No es sencillo descubrirse ante momentos históricos, pero la primera década del Siglo XXI está proponiendo espacios privilegiados en la construcción y resolución de nuevos conflictos. Los polos amerindios y las corrientes americanistas apremian rigurosas reflexiones intelectuales, discursivas y de praxis para contribuir en la consolidación de nuevos significados. Pensamientos del brasileño Paulo Freire, del boliviano Luis Beltrán y del venezolano Antonio Pasquali, son ejemplos teórico-prácticos de esos cambios culturales que antecedieron los cambios políticos que viven sus respectivas comunidades.

Las llegadas de Lula Da Silva a la presidencia de Brasil desde una plataforma sindicalista, de Evo Morales en Bolivia con acompañamiento de las masas indígenas y de Hugo Chávez en Venezuela con amplios márgenes de apoyo militar y civil, mutan conceptos tradicionales como “patria” y “bandera”. Van más allá inclusive, redefinen identidades al ejercer discursos con nuevas mismidades y otredades.
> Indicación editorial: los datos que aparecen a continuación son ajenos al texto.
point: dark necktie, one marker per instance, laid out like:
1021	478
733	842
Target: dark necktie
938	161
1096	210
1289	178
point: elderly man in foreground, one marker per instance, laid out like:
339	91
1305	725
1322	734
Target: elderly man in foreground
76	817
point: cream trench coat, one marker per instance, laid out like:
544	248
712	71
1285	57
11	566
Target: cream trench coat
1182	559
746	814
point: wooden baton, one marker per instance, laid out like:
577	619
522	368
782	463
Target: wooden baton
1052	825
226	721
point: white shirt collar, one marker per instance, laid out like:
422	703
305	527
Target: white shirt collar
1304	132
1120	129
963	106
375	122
En este marco, las discusiones se deberían orientar a romper los conocimientos heredados, a tomar distancia de lo pasivo y a militar en pos de una revolución a conciencia que no se coma sus hijos sino sus padres, porque “Estado” no debería ya hacer referencia al “status quo” que se buscaba mantener en su significado original. Lo estatal no debería ser más la organización justificadora de conducciones hegemónicas.

Estas batallas por un nuevo Estado deben ser aprovechadas para crear un nuevo espacio donde no haya conducción, sino compromiso; donde no haya vanguardia, sino organizaciones; donde no haya mejores, sino igualdad. Quinientos años dice la historia oficial que tienen las civilizaciones en el continente, cinco mil demuestran los estudios. Cualquiera de las dos posturas demuestra que ya es tiempo de generar una propia conciencia y que podemos pelear por nosotros mismos.